Circa lo scambio di battute Alexander-Eisenmann, pur con tutta l’avversione personale che nutro per i contorti cerebralismi del secondo, mi sentirei di dire qualcosa sulla questione del conflitto tra armonia ed incongruenza, o ordine e disordine, un dualismo che da tempo immemorabile turba le notti di filosofi e pensatori.
La voglia di ordine (o armonia), dato che il disordine fa paura, è alla base di molte civiltà e religioni soprattutto occidentali, compresa quella cristiana, che ha voluto attribuire alla natura leggi e comportamenti rigorosamente predefiniti da un dio onnipotente ed ordinatore, rigorosamente determinista, tuttavia la vita non sarebbe possibile in un universo in perfetto equilibrio, governato da regole rigidamente fissate (e perciò rassicuranti perché note), mentre è possibile in presenza di fenomeni di turbolenza disorganizzata (o incongrua).

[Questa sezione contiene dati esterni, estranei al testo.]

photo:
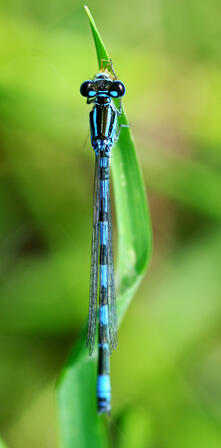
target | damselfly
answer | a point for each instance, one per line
(104, 127)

Il caos è insomma una dimensione concettuale che accoglie l’imprevisto e lo elabora in modo costruttivo producendo forme organizzate e ordinate (order from noise) tramite un processo di auto-organizzazione, non deterministico, comprensivo di equilibrio e disequilibrio, ordine e disordine.
Non serve quindi un intervento ordinatore dall’esterno, un sistema auto-organizzato evolve spontaneamente verso una forma organizzata (e quindi ‘ordinata’).
Questo spunto brutalmente sintetico mi induce a dire che, forse, nel periodo attuale ciò che emerge è il ‘bisogno’ di disordine, di disequilibrio, e non di una pacificante omologazione nel nome di un ordine rassicurante, prevedibile e condiviso.
L’auto-progetto e lo sviluppo evolutivo di una società e di una città nuove forse passa anche attraverso il disordine delle forme sbilenche del decostruttivismo o le teorie della cervellotica cosmologia di Eisenmann.
A questo punto sono certa che non siamo tutti d'accordo!
Vilma
ps: lamento, in questo blog, l'esiguità delle quote rosa.
Effettivamente, Vilma, non siamo tutti del tutto d’accordo.
Questa volta farò anch’io una citazione: “L’utopia se ne sta all’orizzonte e non si lascia raggiungere, tu camini dieci passi più in là, e allora a cosa serve l’utopia? A questo serve, a camminare.” No, non è di un filosofo né di un grande letterato è di Walter Veltroni, raccattata proprio all’ora di pranzo sul giornale. E con questa ho in parte riparato alla esiguità delle quote rosa. Ma non voglio essere inutilmente sarcastico perché, in fondo, non è neanche male quella frase. Solo che il cammino, senza un obbiettivo, è solo vuota fatica.
Mi piace più il cammino di Cormac McCarthy supportato dalla certezza di “possedere il fuoco”, cioè di avere certezze, di avere uno scopo. In un mondo di morte e solitudine padre e figlio lottano per ritrovare un ordine. E con questo ho tirato fuori la mia quota maschile. La ricerca senza obbiettivo si avvicina all’inconcludenza. Non vorrei insistere troppo su Walter.
Credo di averlo scritto dieci volte: se la società ci appare disordinata perché accondiscenderla cercando il disordine?
L’architettura è ordine e armonia. Chi è che fa architettura? L’uomo, che ha dimostrato ampiamente di essere capace di creare ordine e armonia. Fino a quando non c’è stato un disegno imposto dall’alto alla città questa è cresciuta armoniosa. Nel momento in cui le scelte vengono fatte da pochi in base a teorie di carattere sociologico, in base ad una ideologia vincente, è stato imposto un canone di disordine. Spetta a noi fare sì che si riaffermino quelle precedenti non più come “coscienza spontanea” ma come scelta critica.
In fondo è come una competizione politica: non è mica detto che debba sempre vincere la destra o la sinistra.